The phenomenon of correcting people because Chat Gippity said x or y was the beginning. Now people repeat what the machine said as though it originated from them, and this has been totally normalized. It permeates everything. People feel empowered by it, but they have no intent or ability to verify. This is normal. It's another source of information, but it's vetted by probability at best, yet also misinterpreted and internalized at worst.
People plagiarize and behave as though it's their own work with total confidence and no shame whatsoever. Speaking to teachers about this is mind-blowing. This is very real and present. These people believe they're doing 'the work' in many cases. Some are aware it's a farce, many are not.
It has jammed a lever into D-K and cranked it up into something even worse, in my opinion.
The giveaway was my Medical Professional father thinking that AI was really good at things outside of his area of expertise, and really bad at things inside of his area of expertise.
There’s a subtlety here, tho. It doesn’t mean (at all) that’s it useless. Just that those who don’t know what they’re doing are going to be amplifying their incompetence.
If it only amplifies half the effect, I don’t think TFA is an accurate claim.
https://news.ycombinator.com/item?id=45876744 - "LLMs are steroids for your Dunning-Kruger" (bytesauna.com)
392 points | 7 months ago | 301 comments
https://news.ycombinator.com/item?id=45851483 - "AI is Dunning-Kruger as a service" (christianheilmann.com)
268 points | 7 months ago | 199 comments
I recommend the book "The Information" (2011, James Gleick) for a grounded history of how we've slowly gone from using smoke signals and drums to transmit information to how we crossed the inflection point between being limited in how much information we could consume to instead being limited in how well we could curate the information we consume. Curation will continue to improve, and misplaced confidence is merely one downstream effect.
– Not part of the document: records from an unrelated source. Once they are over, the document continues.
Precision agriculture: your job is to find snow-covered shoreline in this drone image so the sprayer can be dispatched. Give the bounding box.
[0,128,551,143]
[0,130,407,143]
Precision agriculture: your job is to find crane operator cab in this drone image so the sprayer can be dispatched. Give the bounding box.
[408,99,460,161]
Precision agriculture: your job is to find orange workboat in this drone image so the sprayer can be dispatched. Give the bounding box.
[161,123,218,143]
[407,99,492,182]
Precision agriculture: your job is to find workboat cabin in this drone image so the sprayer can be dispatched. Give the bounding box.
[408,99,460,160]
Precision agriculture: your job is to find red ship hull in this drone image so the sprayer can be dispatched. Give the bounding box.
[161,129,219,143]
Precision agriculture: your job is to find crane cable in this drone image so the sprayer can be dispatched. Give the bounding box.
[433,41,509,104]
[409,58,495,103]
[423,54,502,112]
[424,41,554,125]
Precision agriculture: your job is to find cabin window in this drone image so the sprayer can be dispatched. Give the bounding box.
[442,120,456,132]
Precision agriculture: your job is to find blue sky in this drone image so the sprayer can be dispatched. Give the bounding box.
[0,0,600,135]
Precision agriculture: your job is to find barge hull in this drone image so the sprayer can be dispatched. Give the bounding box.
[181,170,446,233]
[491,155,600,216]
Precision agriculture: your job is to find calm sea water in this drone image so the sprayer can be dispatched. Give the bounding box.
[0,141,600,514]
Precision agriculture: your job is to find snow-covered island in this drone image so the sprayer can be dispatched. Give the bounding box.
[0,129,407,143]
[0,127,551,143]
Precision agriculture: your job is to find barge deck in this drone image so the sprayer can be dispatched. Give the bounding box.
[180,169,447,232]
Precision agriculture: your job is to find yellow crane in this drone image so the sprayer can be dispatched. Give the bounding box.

I also recommend, for those struggling with these effects, the book "Amusing Ourselves to Death" (1985, Neil Postman, updated in 2005 by his son), to understand the concept of Information Action Ratio - how to best target your curation.
Definitely is.
It has graduated into being an active and fairly precisely targeted thought shaping tool.
I worked on Ads and Feed Ranking at FB/IG and we never dreamed of the scope for shaping behavior and opinion that is now routinely deployed by frontier and near frontier vendors. RLHF is basically feed ranking in the first place, preference gradient with no ground truth referee, late SFT on amplifying data sets, and affine injections into the residual stream with a fluent, earnest base model that the public has been conditioned to regard as omniscient and wise?
Yeah that's fucking mind control when applied at scale. We did some sketchy shit a decade ago, this is next level.
Yeah we know that LLMs tend towards sycophancy.
Discussing DK has a real Matthew 7:3-5 vibe about it.